Layla stood up, walked to the kitchen, came back, and sat back down. She needed a full lap apparently.
“Okay,” she said, visibly trying to regulate. “Okay. And then what?”
“And then he lost his mind a little bit.”
“How? He tried to —”
“Girl, no.” I shook my head firmly. “Big Bane would never put his hands on me like that. He just —” I exhaled, “— tried to get me to be his getaway driver.”
The room went silent.
“His,” Layla said.
“Getaway.”
“Driver.”
I nodded. “Yes.”
She looked at me for a very long time. “And what did you say?”
“I said absolutely not because I was on my way to medical school and I was not a ride or die, I was a pre-med student with a future. He begged me to and I went off on him. We are already married. I felt like what he was asking was too much for me. We had the biggest argument of our entire relationship and I left.” I finished my wine.
“But he still checked on me.
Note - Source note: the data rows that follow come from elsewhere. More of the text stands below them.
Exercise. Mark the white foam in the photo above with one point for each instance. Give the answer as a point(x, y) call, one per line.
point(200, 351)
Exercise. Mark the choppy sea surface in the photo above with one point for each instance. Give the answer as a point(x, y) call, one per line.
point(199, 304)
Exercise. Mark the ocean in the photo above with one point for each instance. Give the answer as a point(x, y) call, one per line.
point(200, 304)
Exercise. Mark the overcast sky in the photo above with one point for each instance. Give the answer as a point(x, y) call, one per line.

Every year on our anniversary without fail, flowers showed up wherever I was.”
Layla sat with her hand pressed flat against her chest like she was monitoring her own heart rate.
“So when you accidentally called him —”
“He was on the first flight to Baltimore,” I said. “Showed up, demanded I come home, booked the ticket before I finished arguing about it, and told me he’d handle the rest.”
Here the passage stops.